I took to punching cattle again. I roamed all over the west. Finally I landed with a rodeo outfit, making my first appearance at the big Pendleton, Ore., roundup. While there I loaned a big, raw-boned cowboy 10 bucks so he could enter the broncho-riding contest. He was Hoot Gibson, and that was the start of the career that made him a famous movie star.[2]
Well, I wandered up and down California in the rodeos, but I didn't have much luck. Most of the judges were moving picture men, and they gave prizes to the movie riders, so's to build up their reputations. I managed to keep going, though, until the World War began.
Then I decided to go to Canada and join the army. I got as far as East St. Louis where I got a job for the English government buying horses and mules for their army. I got along all right until I bought a little roan mare, which suited me so much I kept her for myself. They caught me, and I drew another term in prison.
I served it in Ohio. After I'd served 16 months, Governor James M. Cox visited the prison. The chaplain took him to my cell, and I told him my story. I guess it interested him; anyhow, he gave me a pardon.[3]

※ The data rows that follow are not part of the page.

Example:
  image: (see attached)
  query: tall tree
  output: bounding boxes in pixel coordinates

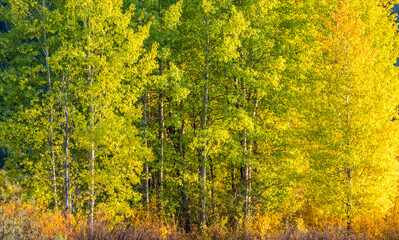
[48,0,156,221]
[301,0,399,232]
[180,0,250,228]
[0,0,65,208]
[40,0,58,210]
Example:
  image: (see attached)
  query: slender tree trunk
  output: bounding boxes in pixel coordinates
[199,14,210,229]
[343,41,353,235]
[50,111,57,210]
[238,79,250,223]
[242,127,249,219]
[179,119,190,232]
[63,72,71,215]
[345,167,352,233]
[137,4,149,209]
[142,162,149,211]
[158,58,164,209]
[41,0,57,210]
[241,82,249,221]
[210,158,215,223]
[88,72,95,228]
[247,96,258,219]
[229,163,238,230]
[57,67,72,240]
[232,167,237,199]
[142,93,149,211]
[345,97,352,234]
[84,9,96,232]
[227,78,239,230]
[344,92,353,234]
[137,5,150,207]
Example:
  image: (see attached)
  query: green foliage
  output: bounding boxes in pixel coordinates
[0,0,399,236]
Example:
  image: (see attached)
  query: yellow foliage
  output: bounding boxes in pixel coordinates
[245,209,282,236]
[0,201,75,239]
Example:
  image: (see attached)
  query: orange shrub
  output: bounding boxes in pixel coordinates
[0,201,74,239]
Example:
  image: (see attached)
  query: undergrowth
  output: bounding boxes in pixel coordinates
[0,200,398,239]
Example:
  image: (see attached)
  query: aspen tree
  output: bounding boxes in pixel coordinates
[302,0,399,232]
[0,0,64,208]
[52,0,156,220]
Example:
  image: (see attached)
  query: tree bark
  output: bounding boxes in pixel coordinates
[88,71,95,228]
[343,42,353,235]
[179,119,190,232]
[210,157,215,223]
[247,96,258,217]
[84,9,96,233]
[142,93,149,211]
[64,72,71,215]
[41,0,57,210]
[158,58,164,209]
[199,14,210,229]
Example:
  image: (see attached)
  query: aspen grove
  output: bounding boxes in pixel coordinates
[1,0,399,239]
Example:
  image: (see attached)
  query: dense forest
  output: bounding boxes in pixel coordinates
[1,0,399,239]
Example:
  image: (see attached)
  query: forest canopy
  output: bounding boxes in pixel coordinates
[1,0,399,239]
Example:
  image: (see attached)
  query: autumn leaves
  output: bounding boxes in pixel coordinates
[0,0,399,235]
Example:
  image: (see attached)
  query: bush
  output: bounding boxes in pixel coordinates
[0,201,72,240]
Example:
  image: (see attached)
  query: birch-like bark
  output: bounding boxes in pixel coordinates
[158,58,164,208]
[199,14,210,229]
[41,0,57,210]
[247,95,258,215]
[60,69,71,215]
[179,119,190,232]
[83,8,96,231]
[88,69,95,228]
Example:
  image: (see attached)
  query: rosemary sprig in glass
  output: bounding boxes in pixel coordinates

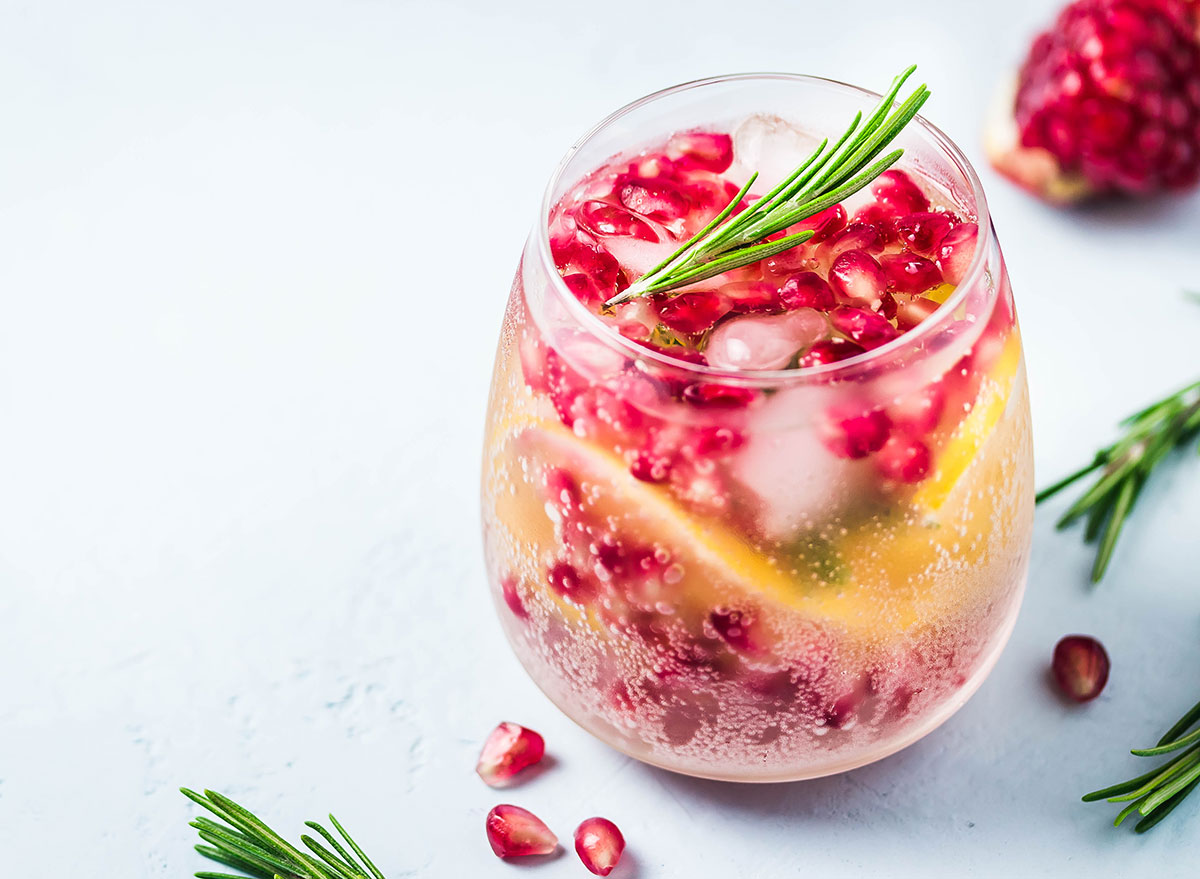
[604,65,931,307]
[1084,698,1200,832]
[1036,378,1200,582]
[181,788,387,879]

I got out in June of 1917, and rightaway I joined the U.S. cavalry — for the third time. They sent me to San Antonio, where I was put in charge of the remount station. I spent a year there, leaving the army in 1919.
Then I headed west again. I broke into the movies, doubling for big stars that couldn't ride, and I thought I was sitting pretty — until one day the foreman of a ranch had me arrested for stealing his horse. As a matter of fact I'd paid for the horse, but I couldn't prove it, and I got ten years in Folsom prison. I served two and a half years before I was paroled.
When I got out I worked as a janitor. I had good luck, and made a killing on the horses at Tiajuana [sic], so I had a big bank account. But I wasn't used to handling money, and first thing I knew I got arrested for being $500 overdrawn. They sent me to Folsom again, and I served five years.
After I got out of prison I couldn't get a job. My prison record was too much for me. So then—
Well, the officers claim that I held up a couple of trains. I'm not talking about those holdups now. When I get into court I'll tell my story. Maybe, if I tell them my life story, they'll think I had a right to be an outlaw.
What I finally did do was come here to try to get a job at Pawnee Bill's ranch. And I'd only been here a couple of hours when they arrested me for those two holdups.
And there's my story. You can decide for yourself whether I ought to be called one of the bad men of the west.
Notes.
1. Cement, Calif., was a company town in today's Fairfield, established by the Pacific Portland Cement Co. It dried up in 1927 and became a ghost town.
2. Buffalo Vernon was a champion bulldogger at Pendleton, but the years in this story don't add up. He says he arrived in California in 1908 and then did a three-year prison stretch followed by two years in the cavalry before rodeoing at Pendleton. But according to the Pendleton Round-Up centennial anthology, Buffalo Vernon participated in the first Round-Up in 1910. "Buffalo Vernon [was a] champion steer bulldogger in 1911 and winner of $75. That year he won money, but the year before he won prestige when he first demonstrated to Pendleton crowds the art of wrestling a steer to the ground and holding its lip between his teeth to keep it down. At the closing night's dance, Vernon must have beamed brighter than the loud yellow shirt that fans tore from his back and ripped into souvenirs" (Pendleton Round-Up at 100, 2010:181). He's not mentioned in the Pendleton book after 1911. We'd almost be inclined to think "our" Tom might have assumed Buffalo Tom's identity, were it not for the corroboration of Pawnee Bill.
3. Cox served nonconsecutive terms as Ohio governor: Jan. 13, 1913, to Jan. 11, 1915; and Jan. 8, 1917, to Jan. 10, 1921.